Honda Exposes 26,000 Records of North American Customers

Automotive giant Honda exposed roughly 26,000 vehicle owner records containing personally identifiable information (PII) of North American customers after misconfiguring an Elasticsearch cluster on October 21, 2019.

Honda's security team in Japan promptly secured the publicly accessible server within just a few hours after being contacted by Security Discovery researcher Bob Diachenko on December 12.

The researcher discovered the database on December 11 and was able to access the data without authentication after the BinaryEdge Internet-connected device search engine indexed the database on December 4.

Exposed Honda vehicle owner data

The database records included the customers' full names, email addresses, phone numbers, mailing address, vehicle make and model, vehicle VINs, agreement ID, and various service information on their Honda vehicles.

"The database in question is a data logging and monitoring server for telematics services for North America covering the process for new customer enrollment as well as internal logs," Honda told Diachenko in a statement.

"As of today, Honda estimates the number of unique consumer-related records in this database to be around 26,000."

The company also said that none of its North American customers' financial info, credit card data, or credentials were exposed in the incident.

While the company reacted very promptly after being informed that the misconfigured Elasticsearch cluster was publicly accessible on the Internet, Diachenko says that their week-long public exposure "would have allowed malicious parties ample time to copy the data for their own purposes if they found it."

Honda is continuing to perform due diligence, and if it is determined that data was compromised, we will take appropriate actions in accordance with relevant laws and regulations. We will continue to work on proactive security measures to prevent similar incidents in the future. - Honda

"The information in this database could be valuable to criminals if they managed to find it before the server was shut down," the researcher adds. "It is best to assume the worst and take steps to protect yourself if you think you might be impacted."

The Honda customers' info might be used in highly targeted phishing attacks in the future if the information was leaked during the week the database was exposed.

Such attacks could be used by threat actors to steal sensitive information like user credentials and financial data or to infect their targets' computers with malware if the phishing messages also deliver malicious payloads.

Previous Honda data exposure and breach incidents

Honda was involved in similar incidents in the past, with the most recent one from July 2019 also involving a publicly accessible ElasticSearch database that exposed 134 million documents containing 40 GB worth of info on approximately 300,000 Honda employees around the globe.
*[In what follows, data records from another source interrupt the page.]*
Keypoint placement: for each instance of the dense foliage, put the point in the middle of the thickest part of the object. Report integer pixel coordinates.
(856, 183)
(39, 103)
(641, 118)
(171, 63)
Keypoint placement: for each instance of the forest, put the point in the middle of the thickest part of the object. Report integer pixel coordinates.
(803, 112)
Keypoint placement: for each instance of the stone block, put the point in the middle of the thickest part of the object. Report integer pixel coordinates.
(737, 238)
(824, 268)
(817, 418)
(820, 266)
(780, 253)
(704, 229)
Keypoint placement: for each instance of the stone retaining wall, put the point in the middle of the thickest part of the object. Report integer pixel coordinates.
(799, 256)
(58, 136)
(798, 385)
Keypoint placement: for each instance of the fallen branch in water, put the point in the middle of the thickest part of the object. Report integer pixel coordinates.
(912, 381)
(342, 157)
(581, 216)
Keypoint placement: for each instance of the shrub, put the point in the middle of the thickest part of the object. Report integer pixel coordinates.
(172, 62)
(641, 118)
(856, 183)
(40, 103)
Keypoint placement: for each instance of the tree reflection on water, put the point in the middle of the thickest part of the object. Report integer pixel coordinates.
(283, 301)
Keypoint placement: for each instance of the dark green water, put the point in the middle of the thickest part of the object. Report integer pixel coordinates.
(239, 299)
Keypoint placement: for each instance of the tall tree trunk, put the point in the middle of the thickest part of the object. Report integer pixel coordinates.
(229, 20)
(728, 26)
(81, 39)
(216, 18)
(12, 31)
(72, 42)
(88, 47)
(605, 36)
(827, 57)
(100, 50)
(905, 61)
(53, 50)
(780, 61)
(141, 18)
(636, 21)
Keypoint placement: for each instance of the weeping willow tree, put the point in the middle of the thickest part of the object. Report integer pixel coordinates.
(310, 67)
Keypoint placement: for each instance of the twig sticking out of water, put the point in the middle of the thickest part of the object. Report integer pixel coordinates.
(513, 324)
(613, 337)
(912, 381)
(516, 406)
As part of that breach, Honda's CEO info was also exposed with the open database revealing his full name, account name, email, and last login date, as well as info related to his work computer, including "MAC address, which Windows KB/patches had been applied, OS, OS version, endpoint security status, IP, and device type."

In 2018 Honda India also left customers' PII data on two public Amazon S3 buckets exposed to anyone with an Internet connection and the expertise needed to find it for at least three months.

The records contained customer names, genders, phone numbers, email addresses, and account passwords, as well as car VIN information, and the buckets were taken offline after repeated attempts to get in touch with the company spanning almost two weeks.

Further back, in 2010, Honda warned its customers of a hacking incident involving an e-mail list that gave the attackers access to 2.2 million Honda vehicle owners' names, e-mail addresses, and vehicle VINs, as well as to 2.7 million Acura customers' e-mail addresses after gaining access to a second list.

How to secure an ElasticSearch cluster

Even though Elastic Stack's core security features are free since May per an announcement made by Elastic NV, publicly-accessible and unsecured ElasticSearch clusters are constantly being spotted by security researchers while scouring the web for unprotected databases.

"This means that users can now encrypt network traffic, create and manage users, define roles that protect index and cluster level access, and fully secure Kibana with Spaces," ElasticSearch's developers say.

Elastisearch servers should ​​​​only be accessible on the company's local network to make sure that only the database's owners can access them as ElasticSearch's dev team explained back in December 2013.

Elastic NV also recommends database admins to secure their ElasticSearch stack by "encrypting communications, role-based access control, IP filtering, and auditing," by properly configuring the cluster before deploying it, and by setting up passwords for the servers' built-in users.